Homework Assignment

HW 33 — Regression from a ML Perspective

📘 Related: Lesson 33 🛠 MATLAB required 📁 Dataset: physics_grades.mat

📖 Background

For this assignment, you will approach curve fitting from a machine learning perspective. Your task will be to build a model to predict the final grades for Physics 215 students based on their Physics 110 grade.

In particular, your friend received a 3.5 (out of 4.0) in Physics 110 and is asking you to help determine if they should take Physics 215. They heard that people typically get a lower grade in 215 than they do in 110 and will not take the course if they anticipate getting less than a B. Should your friend take 215?
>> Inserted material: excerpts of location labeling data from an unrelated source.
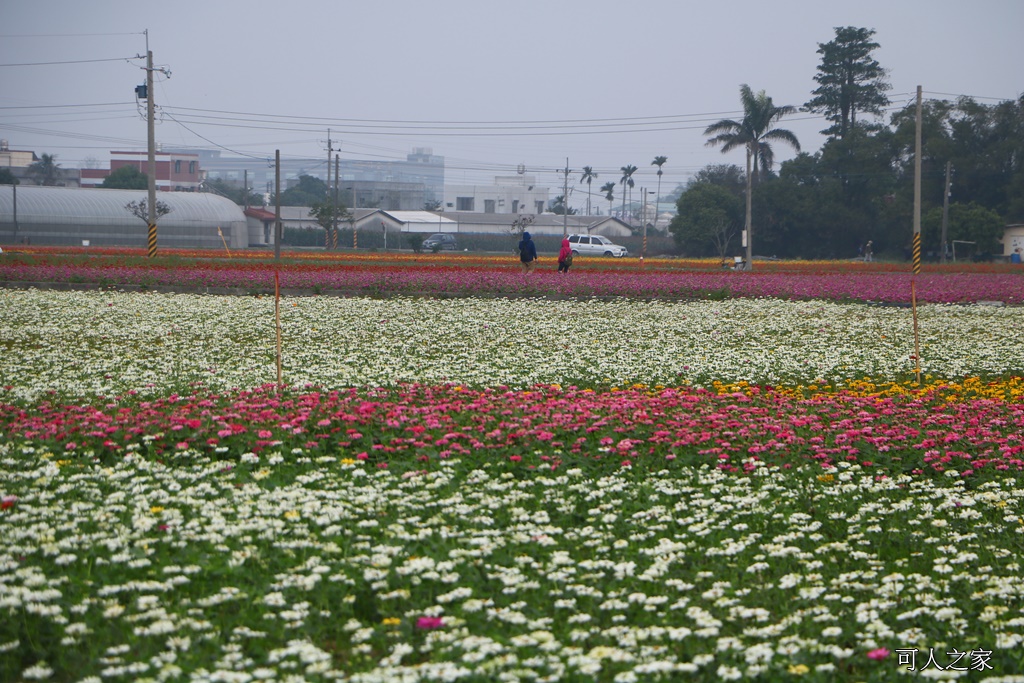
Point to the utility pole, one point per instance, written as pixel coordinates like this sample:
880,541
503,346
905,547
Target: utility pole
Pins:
330,150
276,206
565,201
945,213
334,212
152,136
643,217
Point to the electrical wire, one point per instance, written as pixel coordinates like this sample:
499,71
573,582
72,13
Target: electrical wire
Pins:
70,61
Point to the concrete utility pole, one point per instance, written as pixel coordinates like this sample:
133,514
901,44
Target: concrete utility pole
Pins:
152,135
334,212
945,212
330,150
565,201
276,205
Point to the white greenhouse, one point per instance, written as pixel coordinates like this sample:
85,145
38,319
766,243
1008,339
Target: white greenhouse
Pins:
100,218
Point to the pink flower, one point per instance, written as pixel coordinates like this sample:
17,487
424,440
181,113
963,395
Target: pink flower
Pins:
429,623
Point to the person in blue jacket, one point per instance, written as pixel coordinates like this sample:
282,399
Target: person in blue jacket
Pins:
527,253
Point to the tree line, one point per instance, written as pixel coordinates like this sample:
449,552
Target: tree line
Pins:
859,186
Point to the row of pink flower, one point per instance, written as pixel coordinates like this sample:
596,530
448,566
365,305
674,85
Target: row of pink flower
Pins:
897,434
882,287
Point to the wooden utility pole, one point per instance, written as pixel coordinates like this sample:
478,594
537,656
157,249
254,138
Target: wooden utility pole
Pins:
945,213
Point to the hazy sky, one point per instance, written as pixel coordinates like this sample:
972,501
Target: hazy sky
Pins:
487,85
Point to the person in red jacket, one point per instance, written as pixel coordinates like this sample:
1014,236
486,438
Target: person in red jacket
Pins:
564,256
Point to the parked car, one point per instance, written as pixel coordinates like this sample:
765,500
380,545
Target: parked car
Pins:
440,241
595,245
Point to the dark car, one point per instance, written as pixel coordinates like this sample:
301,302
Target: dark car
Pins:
440,241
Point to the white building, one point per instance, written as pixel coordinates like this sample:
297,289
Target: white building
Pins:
510,194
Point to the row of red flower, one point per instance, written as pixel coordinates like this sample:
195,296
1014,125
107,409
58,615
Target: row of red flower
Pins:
891,287
911,433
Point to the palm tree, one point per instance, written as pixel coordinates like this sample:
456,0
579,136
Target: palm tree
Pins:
609,194
658,162
755,132
588,176
46,170
627,181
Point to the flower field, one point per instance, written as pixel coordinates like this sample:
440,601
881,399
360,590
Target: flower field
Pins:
528,488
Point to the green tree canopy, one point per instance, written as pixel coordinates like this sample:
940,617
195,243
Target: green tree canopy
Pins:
235,193
970,222
126,177
46,171
850,81
709,216
308,191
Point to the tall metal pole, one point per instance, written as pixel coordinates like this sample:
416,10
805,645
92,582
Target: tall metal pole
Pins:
152,134
276,205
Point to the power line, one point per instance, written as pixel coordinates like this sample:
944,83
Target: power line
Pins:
70,61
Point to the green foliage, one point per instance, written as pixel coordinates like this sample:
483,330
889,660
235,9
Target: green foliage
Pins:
329,214
232,191
308,191
558,206
709,216
971,222
754,131
850,81
46,171
126,177
140,209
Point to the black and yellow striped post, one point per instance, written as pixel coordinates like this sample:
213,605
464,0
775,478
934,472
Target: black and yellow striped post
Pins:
913,304
916,253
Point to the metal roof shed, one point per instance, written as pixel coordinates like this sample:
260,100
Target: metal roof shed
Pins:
72,216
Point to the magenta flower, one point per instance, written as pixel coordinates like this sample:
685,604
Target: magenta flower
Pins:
429,623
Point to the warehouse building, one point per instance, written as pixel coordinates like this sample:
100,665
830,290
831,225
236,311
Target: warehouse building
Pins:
100,217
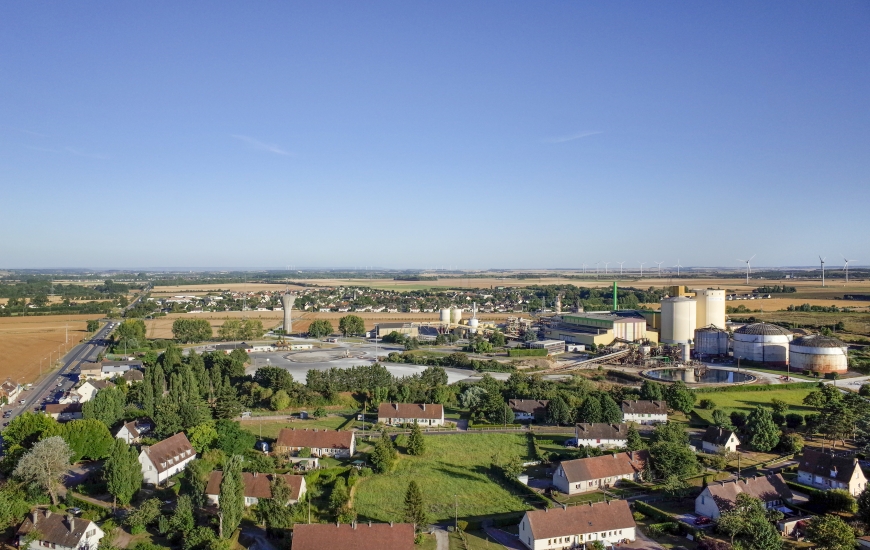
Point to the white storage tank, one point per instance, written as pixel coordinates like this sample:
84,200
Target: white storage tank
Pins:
762,343
710,308
819,353
678,320
445,316
710,341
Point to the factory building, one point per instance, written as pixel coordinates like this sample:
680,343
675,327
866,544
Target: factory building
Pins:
762,343
819,353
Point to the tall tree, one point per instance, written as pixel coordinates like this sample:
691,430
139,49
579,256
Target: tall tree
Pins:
231,497
122,472
416,443
415,510
45,465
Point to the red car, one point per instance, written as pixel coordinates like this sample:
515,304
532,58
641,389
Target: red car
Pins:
702,520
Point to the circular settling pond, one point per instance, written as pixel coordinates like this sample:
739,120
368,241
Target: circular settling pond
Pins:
700,376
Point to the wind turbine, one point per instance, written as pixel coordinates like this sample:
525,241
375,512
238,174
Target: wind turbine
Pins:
823,269
846,267
748,268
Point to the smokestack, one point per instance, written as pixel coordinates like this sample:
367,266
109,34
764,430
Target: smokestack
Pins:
287,301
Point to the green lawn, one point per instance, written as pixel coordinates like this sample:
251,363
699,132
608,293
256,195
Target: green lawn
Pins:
748,400
453,465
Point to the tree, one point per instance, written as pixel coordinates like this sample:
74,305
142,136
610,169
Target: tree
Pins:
231,497
122,472
45,465
415,510
350,325
416,443
829,532
764,433
384,453
635,443
87,438
680,397
320,328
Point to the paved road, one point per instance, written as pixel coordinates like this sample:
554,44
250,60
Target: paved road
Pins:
56,383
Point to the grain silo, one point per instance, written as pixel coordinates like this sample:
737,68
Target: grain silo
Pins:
710,341
762,343
710,308
819,353
678,320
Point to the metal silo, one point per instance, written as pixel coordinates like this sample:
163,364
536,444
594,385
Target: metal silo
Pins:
678,320
819,353
762,343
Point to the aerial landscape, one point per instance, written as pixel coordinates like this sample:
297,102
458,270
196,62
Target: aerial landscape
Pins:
435,276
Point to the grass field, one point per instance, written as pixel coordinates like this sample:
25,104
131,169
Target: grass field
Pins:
748,400
453,465
24,341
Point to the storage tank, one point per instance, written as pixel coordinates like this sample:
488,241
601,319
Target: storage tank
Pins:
710,308
819,353
710,341
678,320
445,316
762,343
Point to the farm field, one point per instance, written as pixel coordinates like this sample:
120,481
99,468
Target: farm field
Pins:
747,400
452,465
24,341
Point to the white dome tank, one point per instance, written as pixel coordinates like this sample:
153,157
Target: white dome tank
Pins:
445,316
819,353
678,320
762,343
710,308
710,341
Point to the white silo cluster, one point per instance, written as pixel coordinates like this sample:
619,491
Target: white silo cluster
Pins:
763,343
819,353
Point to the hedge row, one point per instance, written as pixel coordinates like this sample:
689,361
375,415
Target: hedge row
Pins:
766,387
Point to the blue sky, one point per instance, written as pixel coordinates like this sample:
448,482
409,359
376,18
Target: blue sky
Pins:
420,134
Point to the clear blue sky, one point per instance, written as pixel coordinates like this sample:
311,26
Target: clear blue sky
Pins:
416,134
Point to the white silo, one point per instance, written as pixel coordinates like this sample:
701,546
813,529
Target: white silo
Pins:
445,316
762,343
710,308
819,354
710,341
678,320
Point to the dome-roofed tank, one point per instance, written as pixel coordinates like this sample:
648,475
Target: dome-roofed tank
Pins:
762,343
819,353
710,341
678,320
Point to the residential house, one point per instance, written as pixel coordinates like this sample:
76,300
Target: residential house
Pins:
58,532
64,412
358,536
719,497
560,528
165,459
257,486
528,409
600,472
716,438
132,431
601,434
821,470
335,443
425,414
645,412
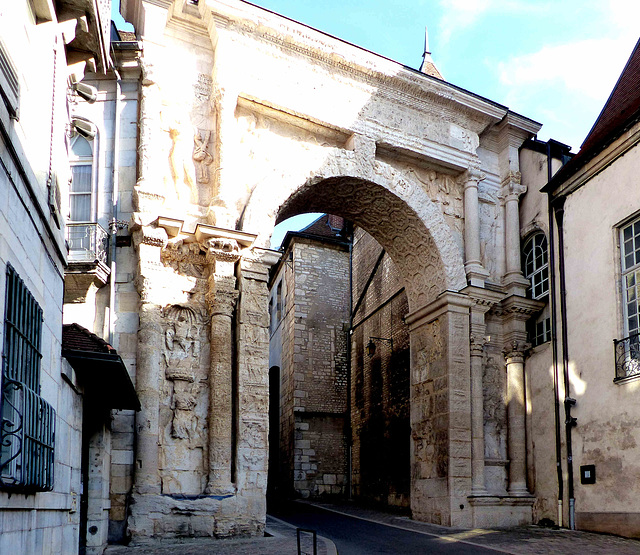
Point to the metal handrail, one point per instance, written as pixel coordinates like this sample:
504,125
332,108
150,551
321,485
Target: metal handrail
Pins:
88,243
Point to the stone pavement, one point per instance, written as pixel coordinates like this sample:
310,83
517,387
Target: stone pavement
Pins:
528,540
525,540
280,541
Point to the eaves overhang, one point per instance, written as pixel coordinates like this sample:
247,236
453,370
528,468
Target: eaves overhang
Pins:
362,63
105,378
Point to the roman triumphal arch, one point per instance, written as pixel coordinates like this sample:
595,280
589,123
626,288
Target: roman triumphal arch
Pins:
246,117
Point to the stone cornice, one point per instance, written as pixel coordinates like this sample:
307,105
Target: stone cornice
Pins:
587,172
448,301
483,299
517,307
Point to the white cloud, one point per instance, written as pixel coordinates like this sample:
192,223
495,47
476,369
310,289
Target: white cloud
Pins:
459,15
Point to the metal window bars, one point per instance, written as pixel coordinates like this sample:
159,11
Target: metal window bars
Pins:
88,243
627,356
27,421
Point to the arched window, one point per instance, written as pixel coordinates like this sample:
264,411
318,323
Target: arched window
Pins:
81,193
536,264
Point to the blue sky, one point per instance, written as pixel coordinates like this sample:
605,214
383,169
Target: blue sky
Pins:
553,61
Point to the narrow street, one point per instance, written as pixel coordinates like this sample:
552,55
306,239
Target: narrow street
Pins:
355,536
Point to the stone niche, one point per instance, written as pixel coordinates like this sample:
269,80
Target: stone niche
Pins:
184,400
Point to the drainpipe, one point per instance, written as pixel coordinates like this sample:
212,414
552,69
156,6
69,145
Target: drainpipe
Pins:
349,353
113,226
570,421
554,342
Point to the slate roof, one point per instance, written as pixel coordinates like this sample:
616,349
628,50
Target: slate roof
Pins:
325,226
621,110
77,338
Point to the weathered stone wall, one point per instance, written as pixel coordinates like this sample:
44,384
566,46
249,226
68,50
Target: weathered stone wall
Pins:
380,384
33,150
607,434
315,124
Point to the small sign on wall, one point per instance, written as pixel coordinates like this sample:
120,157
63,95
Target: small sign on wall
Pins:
588,474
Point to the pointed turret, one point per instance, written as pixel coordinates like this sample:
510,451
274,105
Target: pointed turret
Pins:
428,66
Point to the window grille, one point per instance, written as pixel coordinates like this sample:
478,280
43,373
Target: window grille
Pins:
627,350
536,264
27,425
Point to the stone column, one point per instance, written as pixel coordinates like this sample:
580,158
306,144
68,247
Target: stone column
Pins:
516,446
222,299
477,417
147,478
512,190
476,274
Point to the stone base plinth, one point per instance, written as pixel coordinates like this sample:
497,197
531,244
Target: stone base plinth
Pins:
165,516
501,512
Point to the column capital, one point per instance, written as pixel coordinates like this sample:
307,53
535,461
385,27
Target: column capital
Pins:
515,351
477,343
512,187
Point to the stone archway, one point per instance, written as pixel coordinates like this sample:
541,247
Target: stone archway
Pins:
438,323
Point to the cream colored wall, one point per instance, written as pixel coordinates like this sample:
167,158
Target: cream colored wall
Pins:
608,430
43,522
542,473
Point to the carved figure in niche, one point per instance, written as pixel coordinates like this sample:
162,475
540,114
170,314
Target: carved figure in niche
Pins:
495,408
223,249
489,213
441,188
184,258
182,354
182,171
184,424
202,156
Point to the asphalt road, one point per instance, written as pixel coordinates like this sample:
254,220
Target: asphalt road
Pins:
354,536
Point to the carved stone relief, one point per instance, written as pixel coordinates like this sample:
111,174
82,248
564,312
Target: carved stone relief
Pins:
490,226
182,359
495,423
386,217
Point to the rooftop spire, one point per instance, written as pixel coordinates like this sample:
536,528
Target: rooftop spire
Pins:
428,66
427,52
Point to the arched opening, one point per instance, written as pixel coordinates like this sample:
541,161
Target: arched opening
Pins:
354,413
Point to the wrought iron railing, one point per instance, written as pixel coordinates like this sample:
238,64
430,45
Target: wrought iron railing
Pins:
88,242
27,437
627,355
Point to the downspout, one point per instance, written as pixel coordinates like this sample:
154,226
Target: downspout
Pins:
568,401
554,341
113,225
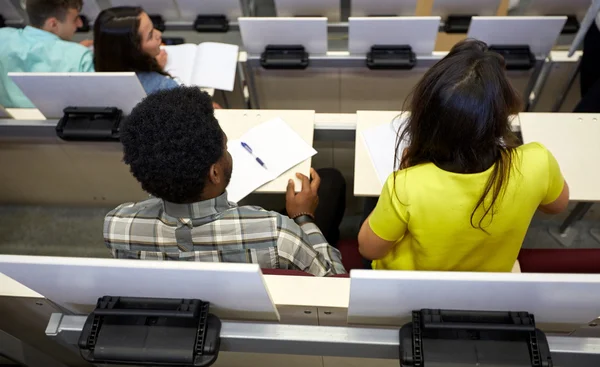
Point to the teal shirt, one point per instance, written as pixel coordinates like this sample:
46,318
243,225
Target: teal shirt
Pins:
34,50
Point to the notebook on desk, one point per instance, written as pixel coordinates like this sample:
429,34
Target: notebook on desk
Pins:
269,150
209,64
381,142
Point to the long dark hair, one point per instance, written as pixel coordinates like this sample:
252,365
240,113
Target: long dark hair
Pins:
459,120
117,44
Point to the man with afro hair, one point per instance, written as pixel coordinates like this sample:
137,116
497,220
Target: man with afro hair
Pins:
176,149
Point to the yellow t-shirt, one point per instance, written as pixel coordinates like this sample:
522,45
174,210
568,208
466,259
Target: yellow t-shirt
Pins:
429,215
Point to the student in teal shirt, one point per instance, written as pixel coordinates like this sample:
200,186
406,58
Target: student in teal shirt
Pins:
44,46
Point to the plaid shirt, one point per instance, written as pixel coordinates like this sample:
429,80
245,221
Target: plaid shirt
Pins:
217,230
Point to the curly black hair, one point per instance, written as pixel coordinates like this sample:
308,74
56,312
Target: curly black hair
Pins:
170,141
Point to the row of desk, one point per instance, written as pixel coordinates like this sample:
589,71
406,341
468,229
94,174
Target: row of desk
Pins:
570,137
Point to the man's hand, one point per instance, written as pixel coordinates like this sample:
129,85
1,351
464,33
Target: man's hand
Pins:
87,43
162,59
307,200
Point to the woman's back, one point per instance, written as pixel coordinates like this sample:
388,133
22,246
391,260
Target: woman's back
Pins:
435,207
465,191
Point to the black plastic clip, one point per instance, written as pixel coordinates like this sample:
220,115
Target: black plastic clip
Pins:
90,124
515,57
158,22
457,23
399,57
473,338
85,24
284,57
151,331
571,25
211,23
171,41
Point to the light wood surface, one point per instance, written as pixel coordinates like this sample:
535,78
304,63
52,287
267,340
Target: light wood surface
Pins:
236,122
366,181
573,140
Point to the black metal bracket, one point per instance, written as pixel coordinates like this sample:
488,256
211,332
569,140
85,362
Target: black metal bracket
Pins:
284,57
571,25
397,57
457,23
515,57
471,338
211,23
90,124
151,331
158,22
85,24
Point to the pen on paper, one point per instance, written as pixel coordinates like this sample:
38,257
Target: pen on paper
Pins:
249,150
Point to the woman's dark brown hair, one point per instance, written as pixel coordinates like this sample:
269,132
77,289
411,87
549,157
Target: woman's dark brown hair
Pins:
459,120
117,44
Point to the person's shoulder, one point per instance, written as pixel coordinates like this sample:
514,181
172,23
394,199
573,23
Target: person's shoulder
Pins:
150,206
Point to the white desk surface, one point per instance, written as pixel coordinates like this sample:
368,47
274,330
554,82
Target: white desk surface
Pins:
573,140
12,288
366,182
236,122
308,291
25,113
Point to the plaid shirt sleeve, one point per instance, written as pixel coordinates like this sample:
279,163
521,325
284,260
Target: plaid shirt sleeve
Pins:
305,248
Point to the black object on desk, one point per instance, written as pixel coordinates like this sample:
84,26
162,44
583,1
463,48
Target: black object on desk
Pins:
284,57
85,24
399,57
515,57
158,22
438,338
211,23
151,331
457,23
90,124
172,41
571,25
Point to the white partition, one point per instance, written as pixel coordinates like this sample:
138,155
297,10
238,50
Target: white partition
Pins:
539,33
90,9
558,7
365,8
389,297
52,92
314,8
257,33
190,9
9,12
166,8
572,139
234,290
444,8
418,32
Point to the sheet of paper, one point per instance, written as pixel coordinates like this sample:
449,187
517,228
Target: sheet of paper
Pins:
381,142
276,144
180,62
215,66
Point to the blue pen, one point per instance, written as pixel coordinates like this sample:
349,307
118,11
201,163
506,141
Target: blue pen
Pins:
247,147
For reference, the mapping between letter grade and numerical grade is:

LetterNumerical
A4.00
A−3.67
B+3.34
B3.01
B−2.68
C+2.35
C2.02
C−1.69
D1.36
F1.03
Reference: See the Lesson 33 notes — the loss function formulation, regularization term, and design matrix notation used in this assignment are all covered there.

Tasks

Dataset: physics_grades.mat is available on Microsoft Teams under the Supplemental folder.
  1. Load and split the data. The MATLAB file physics_grades.mat contains 389 individuals' grades for both Physics 110 (first column) and Physics 215 (second column). Load this data and split it into a set for training your model and a set for testing.
  2. Set up the loss function. Using a quadratic polynomial as your model, set up a loss equation as an anonymous function of your model parameters. Your loss function should take in a column vector of model parameters \([\beta_0;\ \beta_1;\ \beta_2]\) and output a scalar value for the loss. The \(x\) values should be the Physics 110 grades, and the \(y\) values should be the Physics 215 grades in the training set. Note that you may choose \(\lambda\) as you see fit.

    Also set up a similar loss function to measure the error on the test data. This testing loss function should not include the regularization term, and the \(x, y\) data should be the grades in the testing set.
  3. Train the model. Train your model using MATLAB's fminsearch. Note that this function only requires an anonymous function and initial conditions, not the gradient. The output will be the model parameters that minimize the loss on the training data.
  4. Evaluate on test data. Measure the loss on your test data using your test loss function from Part 2.
  5. Plot the results. Plot a scatter plot of the complete grade set and your quadratic model on the same plot.
  6. Make a prediction. Using the learned model parameters, predict your friend's Physics 215 grade. Should they take the course?